Robert the Robot appeared in my house in the late 1950’s – one of my brother’s Christmas gifts. While Robert had been introduced back in 1954, and as that was the year that my brother turned one, Rob’s arrival must have been in ’58 or ’59.

Robert was composed of hard plastic, most of it silver to make it look like metal. He was “the latest” with a tethered remote control, eyes that lit up and he could walk and talk.

“I’m Robert the robot the mechanical man. Guide me and steer me wherever you can.”

He could only speak one sentence. That was one more than most toys, than any toys that I remember.

We kids thought it wouldn’t be long before a similar robot, life size, would be available with more functionality. Maybe one of those would arrive on a future Christmas.

The next robot I saw was an office mail delivery robot. It was the mid-80s and I was working at a large insurance company in Portland, Maine. There was a metal track embedded in the carpet and the robot would circle the floor once or twice a day. It stopped at programmed locations and beeped to alert the assistant to retrieve the mail and add any that needed delivery. Mostly, this robot was ignored. It was such a simpleton, could only move forward on the track, pause, and beep. It moved so slowly, no one had to worry about being run over.

A few years ago, robots were introduced on the streets of Berkeley – food delivery robots called Kiwibots. As I work in the town, I’ve seen more than one. They look like a medium size cooler with wheels and some kind of electronics up front which I read is some kind of neuro system. The more they are out on the streets, the more they learn. Smarter by the day. They have a stiff wire that extends up about five feet with a triangle flag on top, some blue, some orange, like recumbent bikes, to draw attention to their existence.

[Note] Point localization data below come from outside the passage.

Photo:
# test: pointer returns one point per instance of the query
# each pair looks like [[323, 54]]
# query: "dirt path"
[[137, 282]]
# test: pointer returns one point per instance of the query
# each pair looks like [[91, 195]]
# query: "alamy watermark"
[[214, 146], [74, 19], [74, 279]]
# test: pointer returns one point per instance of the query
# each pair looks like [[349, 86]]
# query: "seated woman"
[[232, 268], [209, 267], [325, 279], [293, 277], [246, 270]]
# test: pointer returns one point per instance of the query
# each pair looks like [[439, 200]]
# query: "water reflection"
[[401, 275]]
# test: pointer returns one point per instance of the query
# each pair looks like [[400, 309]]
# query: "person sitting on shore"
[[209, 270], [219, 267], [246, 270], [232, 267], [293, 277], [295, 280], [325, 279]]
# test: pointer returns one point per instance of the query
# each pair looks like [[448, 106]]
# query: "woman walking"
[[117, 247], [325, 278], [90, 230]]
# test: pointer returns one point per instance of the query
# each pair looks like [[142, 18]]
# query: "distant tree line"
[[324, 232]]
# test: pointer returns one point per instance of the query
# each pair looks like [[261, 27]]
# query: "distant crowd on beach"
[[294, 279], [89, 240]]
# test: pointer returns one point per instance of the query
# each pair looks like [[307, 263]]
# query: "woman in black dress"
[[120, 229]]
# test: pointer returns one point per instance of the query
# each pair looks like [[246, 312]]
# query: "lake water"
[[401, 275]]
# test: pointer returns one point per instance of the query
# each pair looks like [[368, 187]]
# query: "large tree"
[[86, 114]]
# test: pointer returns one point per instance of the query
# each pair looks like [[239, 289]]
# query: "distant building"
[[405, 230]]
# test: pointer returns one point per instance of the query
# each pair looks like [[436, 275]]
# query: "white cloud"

I was surprised to see a bot at the corner of Center and Shattuck, one of the busiest intersections in Berkeley. Kiwi waited at the light with the rest of us and didn’t bump into a soul – unlike some of the humans. I laughed when I saw someone had stuck a couple of bumper stickers on the sides. An “only in Berkeley” moment. I’ve since learned that people are ordering drinks from Jamba Juice and tacos from Chipotle to be delivered via robot.

Twice in the past few weeks, I’ve seen an immobile robot from my bus seat. One was on Hearst, part way up a hill. I pondered whether it was confused or whether it lacked the power to make it any further. I watched as other passengers took note. I wondered how it made people feel. Like if you’re driving down the highway and see a car that’s broken down, you feel for the people, not for the car. But I wonder if seeing a disabled robot makes people feel for the people not getting their food or does it make them feel sorry for the robot? I hope it’s not sorry for the robot. That can’t lead to anything good.